I don't want to have to come to terms with the fact that my Grandfather will probably die very soon, as he isn't in good health at all. I also don't want to have to come to terms with the fact that my other Grandma suffers from dementia, and is slowly forgetting everything she ever knew. It's harrowing to see, but there's nothing I can do to stop it.

Instead of constantly worrying about what's going to happen, I try to focus on spending time with them and making them happy. They love it when we visit with the kids, and they love simple things like telephone calls from us. I know they'll die soon, but I don't think about it; taking care of them and giving them pleasure is what matters the most.

That's how I deal with things, anyhow. =/

Iceglow
11-05-2006, 07:38 PM
All my Grand parents are dead. I was'nt even thought off when my mom's mom died infact my mother was a small child herself. My father died when I was only 3 so I never really knew my Dad's parents but it is my understanding that they moved back to Poland. My mom's dad died when I was in high school he had senile dementure and several other problems. Due to Gangreene he lost a leg and eventually he died it wasn't such a sad thing then, of course we all were sad for my mom and her siblings but it was a release. He suffered from severe illnesses to which there was no cure, he was so far gone in the senile dementure he used to think I was his step son Archie who was in his late 50's or so. Then a few years later a close family friend who me and my sister used to call Nan, because she always looked after us for my mom and was really cool. She found time to help at the North London Hospice and back in WW2 she served on a hospital ship as a nurse/doctor always knew how to treat the screw ups I got in to, such as the burns I got once from a really hot light bulb or the broken fingers and nose. She also paid for us to do so much, like Ice-skating lessons for 7 years ect. died of a stroke. I miss her in a way. In others I don't miss her as much as my sister does but then she had always made it public that my sister was her favourite of the two of us. Still not something you wanna see happen.

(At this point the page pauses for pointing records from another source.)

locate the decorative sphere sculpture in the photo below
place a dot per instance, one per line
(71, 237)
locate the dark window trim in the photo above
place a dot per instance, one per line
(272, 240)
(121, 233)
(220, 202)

As for the first part of your post PG, games are like that. I used to work on a game that is actually very similar to WoW but in actual fact is a lot older than WoW. It's still in Beta and hasn't got a 3d interface but heck it was great fun, totally free RP so you designed the characters and every character you met was one that belonged to another player. Anyhow, there was always a few idiots who tried to make things difficult for the staff on the game. According to these individuals all the staff cheated on the game, we were all apparently (because I sure as hell wasn't) increasing our stats on the DB to make us invincible to everyone else. In actual fact our chars tended to be more powerful because when sitting there waiting for bugs or other problems to come up we sat there playing and doing nothing much else. These same individuals have caused many former staff members to quit and several other players. One targetted our own Twisted Tinkerbell for many months even though I would tell him off and make requests to my superiors for his banning from servers he got away with things that frankly by the majority of the community were considered racist, fascist, homophobic and damn right rude to the point that immediately after I sent a PM warning him of further action he replied "I don't have to listen to you because you are only a moderator and cannot ban me".

I guess the thing with those sort of games is that you have to find a guild that is more to your liking where everyone is accepted and liked or just simply create your own for you and your friends and invite the players you want in to it.